İstanbul Cumhuriyet Başsavcılığı, aylar süren incelemenin ardından tamamladığı İBB iddianamesi ile birlikte siyasi dengeleri sarsacak yeni bir karara imza attı. Başsavcılık, dosyayı kamuoyuna duyurmasının hemen ardından Cumhuriyet Halk Partisi hakkında kapatma davası açılması için Yargıtay’a bildirimde bulundu.
237 gün süren hazırlık sürecinin ardından ortaya çıkan iddianame, 7 bölümden oluşuyor ve ‘1 numaralı şüpheli’ olarak gösterilen İBB Başkanı Ekrem İmamoğlu hakkında 2 bin 352 yıla kadar hapis cezası talep ediliyor.

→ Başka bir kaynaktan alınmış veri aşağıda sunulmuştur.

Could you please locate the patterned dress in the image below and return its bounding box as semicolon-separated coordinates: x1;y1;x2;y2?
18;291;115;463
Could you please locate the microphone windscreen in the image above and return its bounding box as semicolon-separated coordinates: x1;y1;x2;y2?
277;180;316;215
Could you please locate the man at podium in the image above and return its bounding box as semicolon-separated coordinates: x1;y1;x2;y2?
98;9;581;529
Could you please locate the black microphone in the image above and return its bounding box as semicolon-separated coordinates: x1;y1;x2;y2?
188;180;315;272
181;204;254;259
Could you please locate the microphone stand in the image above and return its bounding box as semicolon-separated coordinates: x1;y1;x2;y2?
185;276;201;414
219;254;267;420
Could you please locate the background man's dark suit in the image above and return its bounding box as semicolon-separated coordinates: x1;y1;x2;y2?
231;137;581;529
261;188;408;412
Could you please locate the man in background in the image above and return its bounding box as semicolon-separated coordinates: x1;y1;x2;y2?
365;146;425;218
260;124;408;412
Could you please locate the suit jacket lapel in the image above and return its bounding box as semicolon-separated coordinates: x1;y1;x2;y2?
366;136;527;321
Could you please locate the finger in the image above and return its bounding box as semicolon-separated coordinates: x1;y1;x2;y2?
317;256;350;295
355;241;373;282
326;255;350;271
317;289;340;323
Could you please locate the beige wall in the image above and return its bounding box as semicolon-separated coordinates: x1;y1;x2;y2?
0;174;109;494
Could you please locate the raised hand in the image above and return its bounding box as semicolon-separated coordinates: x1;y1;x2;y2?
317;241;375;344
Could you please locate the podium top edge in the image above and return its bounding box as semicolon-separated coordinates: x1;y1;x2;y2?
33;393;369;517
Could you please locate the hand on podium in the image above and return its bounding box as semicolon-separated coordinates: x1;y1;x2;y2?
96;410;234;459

Başsavcılıktan Yargıtay’a kapatma bildirimi
Başsavcılık, hazırladığı kapsamlı metinde CHP’nin siyasi faaliyetlerinin Anayasa’ya aykırı şekilde yürütüldüğünü öne sürerek kapatma davası talebini Yargıtay’a iletti. Bildirim yazısında özellikle Anayasa’nın 68 ve 69. maddeleri ile Siyasi Partiler Kanunu’nun ilgili hükümlerine atıf yapıldı.
Yazıda, siyasi partilerin mali faaliyetlerinin denetime tabi olduğu hatırlatılarak, suç gelirleriyle finanse edilen faaliyetlerin demokratik düzene zarar vereceği vurgulandı. Bu çerçevede, CHP’ye yöneltilen suçlamalar arasında "suçtan elde edilen para akışlarının parti içinde kullanılması" ve "parti organları tarafından bu gelirlerin bilindiği" iddiaları öne çıktı.

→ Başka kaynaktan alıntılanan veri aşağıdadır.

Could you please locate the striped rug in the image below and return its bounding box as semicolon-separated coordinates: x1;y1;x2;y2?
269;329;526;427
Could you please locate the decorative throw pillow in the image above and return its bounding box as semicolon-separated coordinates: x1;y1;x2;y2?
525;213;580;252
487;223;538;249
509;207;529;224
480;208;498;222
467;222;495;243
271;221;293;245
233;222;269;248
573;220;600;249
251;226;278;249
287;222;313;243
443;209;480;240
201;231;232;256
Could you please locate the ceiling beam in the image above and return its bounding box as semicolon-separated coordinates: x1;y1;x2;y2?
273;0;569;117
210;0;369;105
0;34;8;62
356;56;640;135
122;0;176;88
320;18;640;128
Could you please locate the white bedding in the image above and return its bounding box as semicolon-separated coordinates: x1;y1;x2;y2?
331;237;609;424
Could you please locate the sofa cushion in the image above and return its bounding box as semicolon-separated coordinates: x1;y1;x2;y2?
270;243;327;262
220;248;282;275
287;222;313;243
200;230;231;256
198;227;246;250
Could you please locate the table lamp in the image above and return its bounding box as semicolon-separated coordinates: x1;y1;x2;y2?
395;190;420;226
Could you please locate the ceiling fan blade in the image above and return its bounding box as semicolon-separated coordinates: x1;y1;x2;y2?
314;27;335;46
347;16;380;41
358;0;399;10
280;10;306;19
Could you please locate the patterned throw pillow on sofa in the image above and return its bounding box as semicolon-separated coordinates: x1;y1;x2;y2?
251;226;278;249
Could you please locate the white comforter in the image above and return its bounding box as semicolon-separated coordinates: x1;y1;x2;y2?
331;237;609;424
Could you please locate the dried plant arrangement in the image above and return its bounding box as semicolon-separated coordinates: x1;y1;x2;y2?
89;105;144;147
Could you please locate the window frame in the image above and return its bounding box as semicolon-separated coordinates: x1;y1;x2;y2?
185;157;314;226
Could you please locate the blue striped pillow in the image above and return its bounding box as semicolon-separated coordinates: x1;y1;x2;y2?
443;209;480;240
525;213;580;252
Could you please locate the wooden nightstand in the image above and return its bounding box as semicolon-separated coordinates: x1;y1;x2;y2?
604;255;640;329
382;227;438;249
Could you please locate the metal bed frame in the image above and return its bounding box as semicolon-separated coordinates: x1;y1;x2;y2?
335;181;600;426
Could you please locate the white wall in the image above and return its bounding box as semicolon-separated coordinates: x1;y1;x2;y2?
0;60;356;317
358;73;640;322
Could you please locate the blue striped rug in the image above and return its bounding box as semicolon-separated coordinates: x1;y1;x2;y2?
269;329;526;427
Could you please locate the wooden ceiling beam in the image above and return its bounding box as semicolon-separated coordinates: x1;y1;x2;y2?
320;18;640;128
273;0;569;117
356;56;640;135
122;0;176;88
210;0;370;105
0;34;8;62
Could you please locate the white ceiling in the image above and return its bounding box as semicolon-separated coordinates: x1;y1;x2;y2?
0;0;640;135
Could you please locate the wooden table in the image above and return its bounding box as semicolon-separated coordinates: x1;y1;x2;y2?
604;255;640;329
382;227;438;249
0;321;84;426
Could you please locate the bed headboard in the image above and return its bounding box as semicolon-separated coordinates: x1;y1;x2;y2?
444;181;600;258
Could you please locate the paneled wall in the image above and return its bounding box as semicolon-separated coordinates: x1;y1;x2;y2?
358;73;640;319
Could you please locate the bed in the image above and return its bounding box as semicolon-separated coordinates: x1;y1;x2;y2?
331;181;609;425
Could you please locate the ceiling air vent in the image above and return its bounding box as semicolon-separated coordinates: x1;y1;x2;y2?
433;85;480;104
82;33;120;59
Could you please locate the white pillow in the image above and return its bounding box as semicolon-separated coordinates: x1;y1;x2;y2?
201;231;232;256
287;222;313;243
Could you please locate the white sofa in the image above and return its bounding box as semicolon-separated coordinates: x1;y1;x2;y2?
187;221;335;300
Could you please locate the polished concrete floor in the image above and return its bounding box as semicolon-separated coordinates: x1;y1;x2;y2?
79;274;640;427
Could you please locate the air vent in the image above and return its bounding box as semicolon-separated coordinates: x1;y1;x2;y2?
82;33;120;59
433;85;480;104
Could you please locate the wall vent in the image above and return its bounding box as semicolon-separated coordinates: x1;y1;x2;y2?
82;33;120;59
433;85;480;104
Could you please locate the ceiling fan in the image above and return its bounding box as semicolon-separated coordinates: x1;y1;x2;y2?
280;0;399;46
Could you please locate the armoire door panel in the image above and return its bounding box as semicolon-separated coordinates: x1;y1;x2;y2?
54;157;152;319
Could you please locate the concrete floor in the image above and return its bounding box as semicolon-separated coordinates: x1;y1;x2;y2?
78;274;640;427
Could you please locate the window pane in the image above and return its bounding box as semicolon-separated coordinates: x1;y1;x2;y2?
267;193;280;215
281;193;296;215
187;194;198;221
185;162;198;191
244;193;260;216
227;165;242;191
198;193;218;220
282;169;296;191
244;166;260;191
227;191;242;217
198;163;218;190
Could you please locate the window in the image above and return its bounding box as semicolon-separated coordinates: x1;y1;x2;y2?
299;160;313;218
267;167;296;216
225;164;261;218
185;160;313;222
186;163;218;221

İddialar: Suç geliri, seçim müdahalesi, veri paylaşımı
Savcılığın bildiriminde yer alan en dikkat çekici tespitlerden biri, partiye ait taşınmazların ve seçim çalışmalarının “suçtan kaynaklanan gelirlerle finanse edildiği” iddiası oldu. Yazıda şu ifadeler yer aldı:
-
Seçim çalışmalarında kamu kaynaklarının suistimal edildiği,
-
Suç gelirlerinin parti üst yönetiminin bilgisi dahilinde bir ‘havuz sistemine’ aktarıldığı,
-
Bazı kişilerin etkin pişmanlık sürecinde rüşvet ağına ilişkin itirafta bulunduğu,
-
Parti için satın alınan binaların ödeme kaynaklarının belgelenmediği,
-
Bu gelirlerin “suçtan elde edildiğinin parti yönetimince bilindiğinin” tanık ifadeleriyle ortaya konduğu.

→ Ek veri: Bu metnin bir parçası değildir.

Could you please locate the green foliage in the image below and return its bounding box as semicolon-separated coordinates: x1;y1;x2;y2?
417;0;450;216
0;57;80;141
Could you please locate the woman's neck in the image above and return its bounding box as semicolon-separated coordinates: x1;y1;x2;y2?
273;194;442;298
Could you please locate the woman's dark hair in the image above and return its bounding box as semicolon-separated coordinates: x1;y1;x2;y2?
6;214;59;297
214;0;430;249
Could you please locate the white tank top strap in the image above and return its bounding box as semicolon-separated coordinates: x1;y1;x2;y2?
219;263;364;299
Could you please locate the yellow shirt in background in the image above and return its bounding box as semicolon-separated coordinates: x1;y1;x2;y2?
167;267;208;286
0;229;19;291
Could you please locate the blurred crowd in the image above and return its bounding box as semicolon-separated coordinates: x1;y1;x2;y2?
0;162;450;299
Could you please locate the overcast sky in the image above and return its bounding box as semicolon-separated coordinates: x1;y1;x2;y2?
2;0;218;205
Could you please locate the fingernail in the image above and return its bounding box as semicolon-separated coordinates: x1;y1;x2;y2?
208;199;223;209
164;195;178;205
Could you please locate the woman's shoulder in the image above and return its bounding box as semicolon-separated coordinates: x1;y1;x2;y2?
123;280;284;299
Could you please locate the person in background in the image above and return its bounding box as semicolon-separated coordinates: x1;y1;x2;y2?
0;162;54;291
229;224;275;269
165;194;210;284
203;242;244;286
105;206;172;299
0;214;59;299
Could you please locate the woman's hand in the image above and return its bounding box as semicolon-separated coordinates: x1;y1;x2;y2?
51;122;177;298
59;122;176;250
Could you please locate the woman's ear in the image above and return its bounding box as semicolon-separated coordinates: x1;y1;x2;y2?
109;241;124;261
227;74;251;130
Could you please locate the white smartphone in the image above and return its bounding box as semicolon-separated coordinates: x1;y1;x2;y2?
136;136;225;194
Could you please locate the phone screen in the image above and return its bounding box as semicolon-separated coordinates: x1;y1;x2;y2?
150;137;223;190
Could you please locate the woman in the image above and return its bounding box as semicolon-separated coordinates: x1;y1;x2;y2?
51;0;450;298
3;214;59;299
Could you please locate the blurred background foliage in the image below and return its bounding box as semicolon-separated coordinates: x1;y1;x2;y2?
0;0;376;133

Savcılık ayrıca, USOM raporuna dayanarak yaklaşık 11 milyon 360 bin seçmenin kişisel verisinin CHP İstanbul İl Örgütü tarafından hukuka aykırı biçimde işlendiğini ileri sürdü. Bu verilerin seçim çalışmalarında kullanıldığı iddiası da dosyada yer aldı.
“Demokratik düzene sistematik müdahale” iddiası
Başsavcılık, soruşturma kapsamındaki tüm tespitler ışığında CHP’nin, “seçim güvenliğini ve seçmen iradesini etkileyecek şekilde sistematik müdahalelerde bulunduğunu” öne sürdü.